4. Stop Speaking Down To Us
In the south, they say “bless your heart.”
It sounds sweet. But if you’re on the receiving end of it, you’re not being praised, you’re probably being pitied.
When conference speakers talk about growth, then throw in a line like “of course, there’s nothing wrong with being small,” what we hear is “bless your heart.”
Quit telling us there’s nothing wrong with being small and help us do small better!
5. Give Us Better Pricing Options
When a conference registration costs $300, it’s not costing $300. After adding food, travel and hotel, it’s going to be $1,000 and up. That is way beyond the affordability of most small churches. (Actually, so is $300 for many.)
Then, for bivocational pastors, when you factor in the loss of income and/or vacation days from their paying job, the price quickly becomes impossible to meet.
Even when conferences let you bring your whole staff for one price, it helps very few small churches, because most of us don’t have any staff.
Start by offering tiered pricing for different size churches. And make that front-and-center in your advertising.
Find sponsors who can cover the food, travel and hotel costs for small churches. I’ve seen it done, and I’ve been witness to the grateful, tear-filled responses from pastors who have been blessed by it.
One great way of reducing the price is by holding conferences in smaller towns, instead of bigger cities. The cost is far less for hotels and food that way.
And using a campground opens up even more possibilities, with options for hauling an RV or pitching a tent with the whole family.
6. Come Closer To Us (IRL And Online)
Many groups are holding the same conference in two venues on opposite ends of the country to make travel easier. For big churches, this makes their trip doable.
Small churches need even more options to make the time and travel expenses affordable.
The closer you can bring a conference to where we live, the more likely we’ll be able to attend.
Plus, give us more online options.

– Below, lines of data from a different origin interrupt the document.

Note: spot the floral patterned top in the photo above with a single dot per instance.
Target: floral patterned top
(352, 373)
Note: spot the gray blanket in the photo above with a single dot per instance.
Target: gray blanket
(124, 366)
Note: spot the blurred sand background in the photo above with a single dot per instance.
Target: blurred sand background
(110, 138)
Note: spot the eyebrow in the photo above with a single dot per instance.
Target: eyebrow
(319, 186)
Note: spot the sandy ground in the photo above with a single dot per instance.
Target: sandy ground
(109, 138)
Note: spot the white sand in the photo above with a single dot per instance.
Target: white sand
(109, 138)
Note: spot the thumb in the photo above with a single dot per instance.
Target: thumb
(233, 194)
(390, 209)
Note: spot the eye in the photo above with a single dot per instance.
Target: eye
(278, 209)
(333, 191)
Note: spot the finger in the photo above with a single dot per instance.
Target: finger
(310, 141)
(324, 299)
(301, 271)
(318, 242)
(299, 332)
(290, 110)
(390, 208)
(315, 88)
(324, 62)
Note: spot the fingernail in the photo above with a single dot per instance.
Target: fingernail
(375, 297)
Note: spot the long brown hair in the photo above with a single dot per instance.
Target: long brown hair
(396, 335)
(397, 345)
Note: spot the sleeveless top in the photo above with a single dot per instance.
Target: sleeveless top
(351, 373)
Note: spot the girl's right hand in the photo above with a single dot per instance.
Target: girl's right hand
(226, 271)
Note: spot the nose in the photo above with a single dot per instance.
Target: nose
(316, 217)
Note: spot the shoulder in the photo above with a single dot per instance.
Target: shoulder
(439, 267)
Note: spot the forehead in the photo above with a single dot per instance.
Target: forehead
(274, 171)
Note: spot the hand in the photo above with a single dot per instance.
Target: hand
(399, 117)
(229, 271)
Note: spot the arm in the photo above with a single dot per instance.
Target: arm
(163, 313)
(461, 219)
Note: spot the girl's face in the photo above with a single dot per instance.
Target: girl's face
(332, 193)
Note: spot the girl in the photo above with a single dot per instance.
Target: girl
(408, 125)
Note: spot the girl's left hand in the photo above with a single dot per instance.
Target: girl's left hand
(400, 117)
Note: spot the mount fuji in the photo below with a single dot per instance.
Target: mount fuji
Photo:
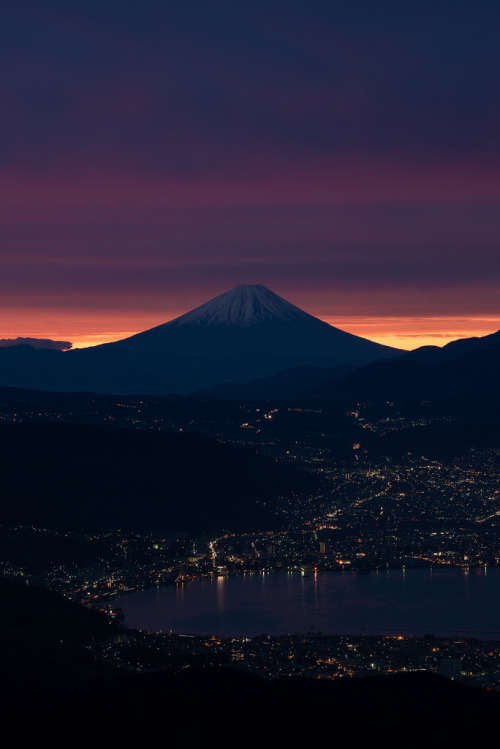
(246, 333)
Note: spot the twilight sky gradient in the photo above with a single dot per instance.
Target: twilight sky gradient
(344, 153)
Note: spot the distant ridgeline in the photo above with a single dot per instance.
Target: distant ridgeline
(244, 334)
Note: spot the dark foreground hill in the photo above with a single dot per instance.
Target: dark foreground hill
(53, 692)
(247, 333)
(91, 478)
(43, 638)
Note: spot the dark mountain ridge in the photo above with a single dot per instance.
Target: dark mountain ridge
(247, 333)
(90, 478)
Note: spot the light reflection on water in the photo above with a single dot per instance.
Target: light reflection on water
(439, 601)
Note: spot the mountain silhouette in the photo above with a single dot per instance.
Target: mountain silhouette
(244, 334)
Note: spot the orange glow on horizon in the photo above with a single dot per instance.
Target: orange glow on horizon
(400, 332)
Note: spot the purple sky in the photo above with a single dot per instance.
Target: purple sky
(345, 154)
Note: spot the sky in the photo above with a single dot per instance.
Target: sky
(344, 154)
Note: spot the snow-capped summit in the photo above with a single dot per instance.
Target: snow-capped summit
(242, 306)
(244, 334)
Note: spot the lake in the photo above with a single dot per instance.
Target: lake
(439, 601)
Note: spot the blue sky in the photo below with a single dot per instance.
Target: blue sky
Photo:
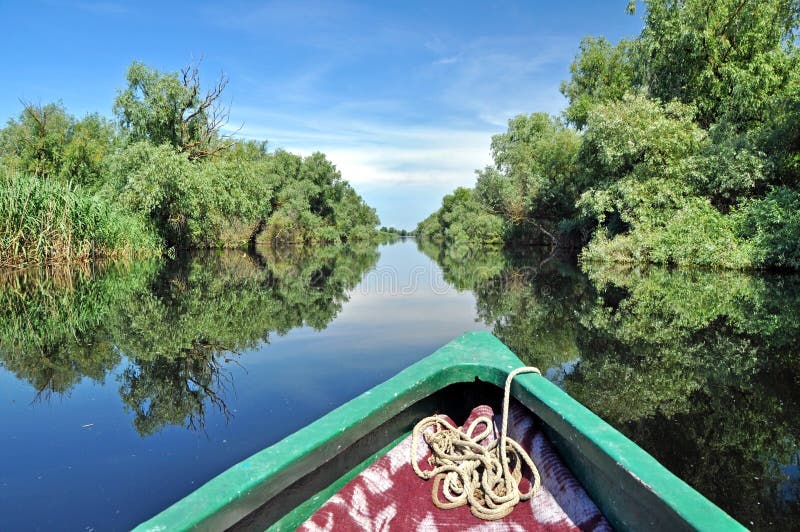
(403, 96)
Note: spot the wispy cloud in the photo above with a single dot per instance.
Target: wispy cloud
(371, 153)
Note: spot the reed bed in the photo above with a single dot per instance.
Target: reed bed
(50, 222)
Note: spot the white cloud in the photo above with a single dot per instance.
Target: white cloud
(384, 154)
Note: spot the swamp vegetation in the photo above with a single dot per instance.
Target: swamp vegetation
(699, 367)
(163, 176)
(680, 146)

This is happening more often, but still not enough.
7. Stop Making Unrealistic Promises
“If you do this, your church will double in the next two years!”
Stop. Just stop.
Maybe the Lord did that in the church you’re pastoring. If so, I celebrate it. I truly do.

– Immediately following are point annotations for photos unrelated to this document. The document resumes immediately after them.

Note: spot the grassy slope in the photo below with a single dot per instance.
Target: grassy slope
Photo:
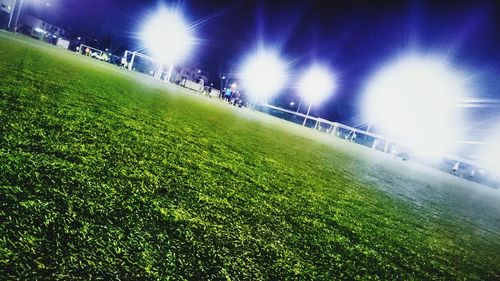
(101, 175)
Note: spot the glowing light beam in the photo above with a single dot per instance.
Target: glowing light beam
(263, 75)
(167, 36)
(413, 100)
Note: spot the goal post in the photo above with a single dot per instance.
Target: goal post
(134, 60)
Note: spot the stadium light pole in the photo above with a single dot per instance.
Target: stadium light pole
(11, 15)
(18, 14)
(167, 37)
(316, 84)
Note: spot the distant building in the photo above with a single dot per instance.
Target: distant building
(41, 29)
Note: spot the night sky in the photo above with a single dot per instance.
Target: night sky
(353, 37)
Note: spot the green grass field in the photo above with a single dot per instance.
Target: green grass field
(109, 174)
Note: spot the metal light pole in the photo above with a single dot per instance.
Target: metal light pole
(300, 103)
(307, 114)
(12, 14)
(18, 14)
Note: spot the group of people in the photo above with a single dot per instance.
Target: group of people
(233, 96)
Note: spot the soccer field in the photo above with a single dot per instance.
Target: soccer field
(106, 173)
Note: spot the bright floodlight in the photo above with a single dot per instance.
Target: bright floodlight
(167, 36)
(317, 83)
(413, 101)
(263, 75)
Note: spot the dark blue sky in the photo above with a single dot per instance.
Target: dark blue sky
(353, 37)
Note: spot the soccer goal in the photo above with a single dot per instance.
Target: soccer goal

And maybe (probably) a big part of that growth happened because you made necessary changes structurally and spiritually to prepare for that that growth. If so, I want to learn what you did.

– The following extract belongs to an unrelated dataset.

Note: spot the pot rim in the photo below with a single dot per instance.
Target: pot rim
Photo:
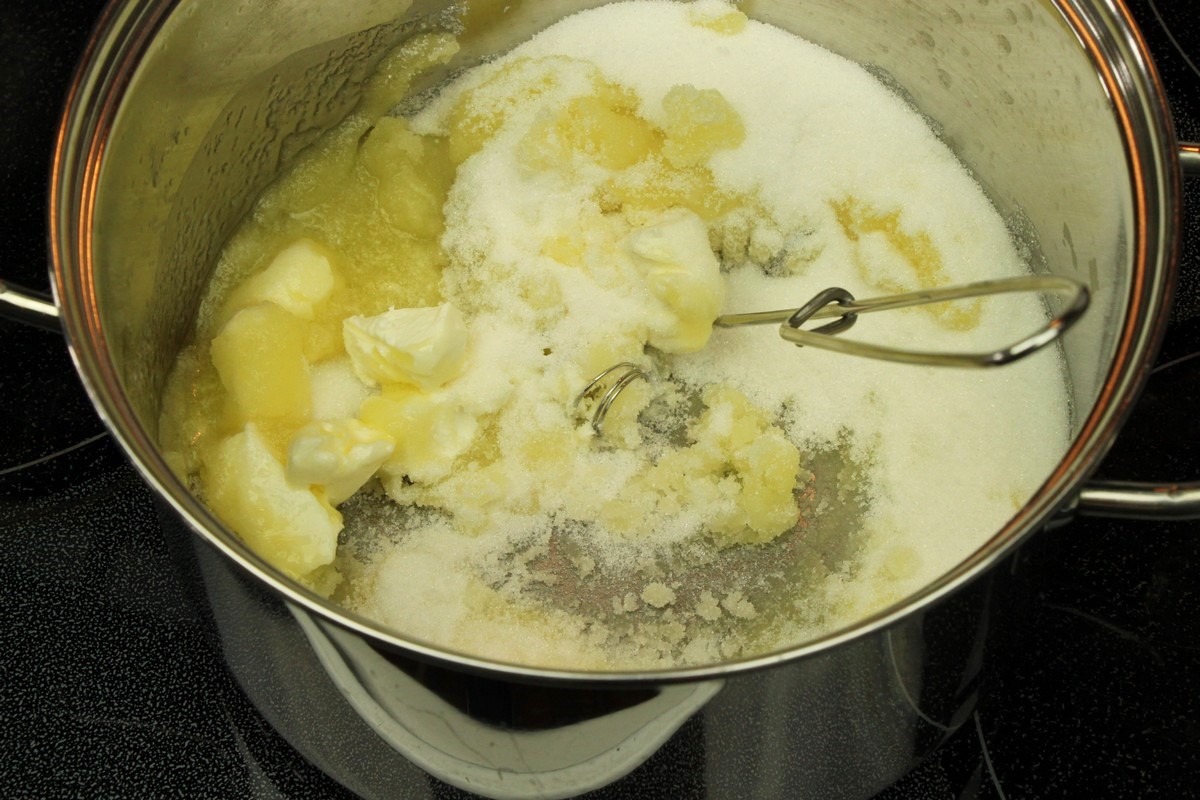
(1125, 68)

But a move of God can’t be bottled and sold.
I know you can point to a couple other churches with similar successes, but unless the average church that tried your good ideas had the same explosive success (with stats to support it), please stop making outrageous, unsupportable claims about it.
Teach us, encourage us, help us.
But stop making promises to us.
8. Incorporate Size Dynamics
In a previous article, Responsive Design: If Your Church Leadership Ideas Don’t Adapt For Size, You’re Behind The Curve, I wrote about the importance of making sure your ideas are adaptable to all sizes of churches.
Size dynamics are ignored in far too much church leadership teaching.
Don’t just tell us what works in larger churches, help us see how that idea can be adapted for smaller churches, too.
If it can’t, that’s fine. Not everything works for all sizes. Just let us know that so we don’t waste time and energy on something that doesn’t fit us.
9. Make Them Less About Developing Systems And More About Deepening Relationships
Systems change for different sizes. But relationships work everywhere.
If you keep that in mind when you teach us, more of what you say will fit more of our situations.
The Disconnect Is Unnecessary
Most church leadership conferences don’t intend to exclude small churches as much as they do.
What it takes is a determination to keep small churches in mind as you plan the location, schedule, price, speakers and content of your next conference.
We want to learn from you. We know you work hard at these events. We know your content is good.
But our needs, strengths and concerns have to be acknowledged if we’re going to receive real value from the hard work you’re doing.